About the job
Join Our Team at ai&
ai& is a cutting-edge global AI technology firm committed to addressing the surging demand for artificial intelligence solutions. Our dual mission is to establish ourselves as a leading AI research lab focused on localization while also providing comprehensive global infrastructure and computing services. We are developing a cohesive, state-of-the-art platform that amalgamates next-gen data centers, diverse computing resources, and advanced model services. We believe that owning the entire technology stack is pivotal to effectively building and scaling AI solutions.
At ai&, we empower small, agile teams with the autonomy to confront significant challenges. We prioritize breaking down complex problems into digestible components and collaboratively addressing intricate issues. We are in search of driven, mission-oriented individuals who exhibit substantial personal initiative. Curiosity is the cornerstone of our talent, and we desire team members who are excited to grow alongside our dynamic technology and expanding enterprise.
We are actively recruiting talented individuals globally, with offices in Tokyo, San Francisco, Austin, and Toronto. We are eager to connect with exceptional talent wherever they may be located.
As an Inference & Serving Engineer, your mission is to create a high-performance, multi-tenant serving architecture that maximizes the utilization of varied hardware resources. You will navigate the complexities of various state-of-the-art inference frameworks and engines, optimizing the runtime for specific workloads. Your responsibilities will encompass not just Large Language Models but also pioneering Generative AI applications, including high-throughput video generation and sophisticated multimodal systems with heightened memory and computational demands.
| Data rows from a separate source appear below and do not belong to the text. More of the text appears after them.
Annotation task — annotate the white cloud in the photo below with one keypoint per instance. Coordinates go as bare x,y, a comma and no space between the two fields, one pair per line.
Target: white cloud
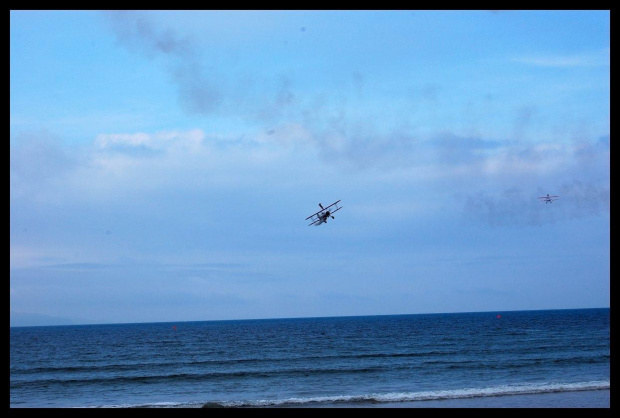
586,59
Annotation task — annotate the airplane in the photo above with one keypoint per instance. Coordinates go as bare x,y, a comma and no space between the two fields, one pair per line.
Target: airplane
548,199
321,216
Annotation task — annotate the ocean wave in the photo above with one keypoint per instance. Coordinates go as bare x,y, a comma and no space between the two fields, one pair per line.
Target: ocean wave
385,398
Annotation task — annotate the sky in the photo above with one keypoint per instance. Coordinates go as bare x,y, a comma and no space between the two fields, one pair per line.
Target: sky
163,163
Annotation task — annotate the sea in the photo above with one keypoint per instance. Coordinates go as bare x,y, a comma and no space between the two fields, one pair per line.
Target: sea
514,359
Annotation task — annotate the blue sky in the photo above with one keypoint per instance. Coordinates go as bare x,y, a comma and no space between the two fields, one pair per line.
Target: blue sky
162,164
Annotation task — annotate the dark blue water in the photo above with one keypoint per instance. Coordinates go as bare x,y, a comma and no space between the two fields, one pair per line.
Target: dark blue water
310,362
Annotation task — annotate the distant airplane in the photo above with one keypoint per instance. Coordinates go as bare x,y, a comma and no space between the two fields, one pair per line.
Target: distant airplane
321,216
548,199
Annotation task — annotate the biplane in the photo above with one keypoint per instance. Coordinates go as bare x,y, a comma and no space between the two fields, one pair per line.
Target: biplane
326,212
548,199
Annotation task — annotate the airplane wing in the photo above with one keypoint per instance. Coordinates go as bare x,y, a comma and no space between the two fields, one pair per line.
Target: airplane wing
324,209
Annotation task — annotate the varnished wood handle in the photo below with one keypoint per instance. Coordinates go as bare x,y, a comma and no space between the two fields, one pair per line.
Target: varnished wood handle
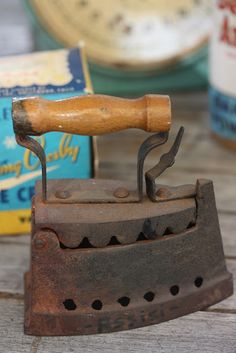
91,115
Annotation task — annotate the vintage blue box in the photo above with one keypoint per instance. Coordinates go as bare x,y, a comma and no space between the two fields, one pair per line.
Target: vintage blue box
53,74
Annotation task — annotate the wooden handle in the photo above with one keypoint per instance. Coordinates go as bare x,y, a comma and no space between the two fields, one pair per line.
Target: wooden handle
91,115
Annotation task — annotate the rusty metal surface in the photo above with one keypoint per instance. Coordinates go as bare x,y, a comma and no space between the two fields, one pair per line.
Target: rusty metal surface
85,288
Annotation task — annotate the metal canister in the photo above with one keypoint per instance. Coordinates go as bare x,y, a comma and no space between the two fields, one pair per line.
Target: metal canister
223,72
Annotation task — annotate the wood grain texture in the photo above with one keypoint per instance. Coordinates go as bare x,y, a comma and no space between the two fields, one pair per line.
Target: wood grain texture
198,333
91,115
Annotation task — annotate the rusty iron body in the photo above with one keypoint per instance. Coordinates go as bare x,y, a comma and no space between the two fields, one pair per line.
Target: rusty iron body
106,256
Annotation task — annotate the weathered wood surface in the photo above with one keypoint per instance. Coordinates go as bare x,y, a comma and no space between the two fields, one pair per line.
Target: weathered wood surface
198,333
211,331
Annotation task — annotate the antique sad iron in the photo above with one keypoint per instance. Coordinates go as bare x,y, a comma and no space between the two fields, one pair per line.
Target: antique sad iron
105,256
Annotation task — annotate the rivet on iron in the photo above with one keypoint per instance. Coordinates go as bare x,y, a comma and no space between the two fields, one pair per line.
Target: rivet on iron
40,243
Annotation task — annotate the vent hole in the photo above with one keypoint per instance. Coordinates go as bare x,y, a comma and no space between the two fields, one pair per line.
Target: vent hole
149,296
174,290
85,243
191,224
69,304
168,231
62,246
198,282
97,304
124,301
141,237
114,241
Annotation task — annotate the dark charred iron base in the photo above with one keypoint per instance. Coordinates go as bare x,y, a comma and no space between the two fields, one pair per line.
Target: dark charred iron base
99,268
141,314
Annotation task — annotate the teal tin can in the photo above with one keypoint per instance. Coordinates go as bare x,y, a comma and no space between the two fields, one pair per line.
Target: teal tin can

Your role extends beyond merely deploying models at scale; you will build a robust system that unites specialized, high-performance clusters with extensive, multi-node deployments as our company expands. A profound understanding of the 'Inference Triangle' is essential—continually fine-tuning the stack to achieve the ideal balance between low latency (TTFT/ITL), high throughput, and inference quality (Precision/Quantization). The ideal candidate should be a hands-on engineer who perceives the entire GPU fleet as a singular, programmable compute fabric and is enthusiastic about engaging at every level of the stack.